Une décision saluée par de nombreuses associations mais que déploraient les betteraviers européens. En effet, pour ces derniers, le recours aux semences enrobées constituait une solution de premier choix en vue de lutter contre les pucerons vecteurs de la jaunisse de la betterave. Les associations, elles, estimaient que d’autres techniques de protection avaient déjà fait leur preuve et devaient se généraliser.

Dans la foulée, la Belgique, comme d’autres États membres, délivrait une autorisation d’urgence, dite autorisation « 120 jours », sur base du règlement européen 1107/2009 concernant la mise sur le marché des produits phytopharmaceutiques. Cette dérogation autorisait le traitement des semences, leur mise sur le marché ainsi que les semis en plein air. Elle était assortie de conditions strictes, empêchant notamment le semis de cultures et d’engrais verts qui fleurissent et seraient attrayants pour les abeilles après la récolte des betteraves.

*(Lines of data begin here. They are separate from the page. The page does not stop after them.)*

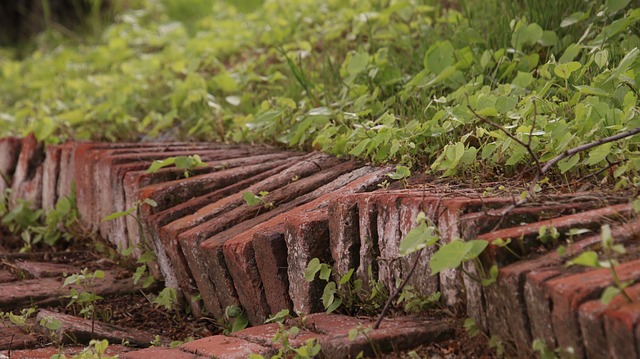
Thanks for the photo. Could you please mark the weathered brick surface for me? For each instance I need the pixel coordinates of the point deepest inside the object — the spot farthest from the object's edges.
(238, 248)
(394, 336)
(76, 330)
(158, 352)
(14, 337)
(621, 326)
(567, 293)
(309, 235)
(207, 261)
(10, 150)
(44, 269)
(50, 174)
(223, 347)
(27, 179)
(592, 327)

Les autorisations ont été délivrées en 2019 et 2020 pour le thiaméthoxame et la clothianidine. Pour 2021 et 2022, l’autorisation d’urgence a été accordée pour l’imidaclopride, un autre néonicotinoïde.

Dans des circonstances exceptionnelles uniquement

Ce sont les autorisations relatives au thiaméthoxame et la clothianidine qui ont été portées devant le Conseil d’État et, ensuite, devant la Cjue. Nature & Progrès, Pan Europe et un apiculteur belge estimaient, en effet, que ces dérogations étaient accordées de manière abusive, plusieurs années d’affilée et sans justifications suffisantes. Ce que contestait l’État belge.

Au terme de la procédure, la Cjue estime que le règlement européen permet aux États membres, dans des circonstances exceptionnelles, d’autoriser la mise sur le marché des produits phytopharmaceutiques qui contiennent des substances qui ne sont pas couvertes par un règlement d’approbation. « Toutefois, cette même disposition ne leur permet pas de déroger aux réglementations de l’UE visant expressément à interdire la mise sur le marché et l’utilisation de semences traitées à l’aide de tels produits », ajoute-t-elle. La Cour considère donc que les dérogations accordées et le recours aux semences enrobées n’étaient pas conformes au règlement européen.

Et de souligner aussi que s’il est possible de déroger à une interdiction, cette dernière l’emporte lorsqu’il existe de réelles préoccupations selon lesquelles les semences traitées « sont susceptibles de présenter un risque grave pour la santé humaine ou animale ou pour l’environnement » et que « ce risque ne peut être contenu de manière satisfaisante ».

Privilégier la lutte à faible apport en pesticides

La Cour rappelle encore que tous les États membres ont l’obligation de prendre toutes les mesures nécessaires afin de promouvoir la lutte contre les ennemis des cultures à faible apport en pesticides, en privilégiant chaque fois que possible les méthodes non chimiques. « Une telle obligation implique que les utilisateurs professionnels de pesticides se reportent sur les pratiques et produits présentant le risque le plus faible pour la santé humaine et l’environnement parmi ceux disponibles pour remédier à un même problème d’ennemis des cultures », ajoute-t-elle.

La Belgique n’est pas le seul pays concerné par cet arrêt. En effet, selon Pan Europe, 236 dérogations ont été accordées par des États membres de l’UE au cours des quatre dernières années. Près de la moitié (47,5 %) des dérogations concernait des néonicotinoïdes.

Si des discussions étaient en cours chez nos voisins français quant à l’octroi d’une nouvelle dérogation (lire notre édition du 19 janvier), rappelons que le ministre fédéral de l’Agriculture, David Clarinval, a annoncé en décembre dernier qu’aucune dérogation ne serait plus délivrée sur le territoire belge en vue des prochains semis.

Ce dernier a, par ailleurs, rappelé que « la Belgique a toujours tenu compte d’une grande protection environnementale intégrée dans les autorisations d’urgence » et elle « a toujours été exemplaire, et sévère, dans ce domaine au sein de l’UE ». Les députés Ecolo lui demandent néanmoins de réaliser un audit du processus aboutissant à l’octroi, ou non, d’une dérogation.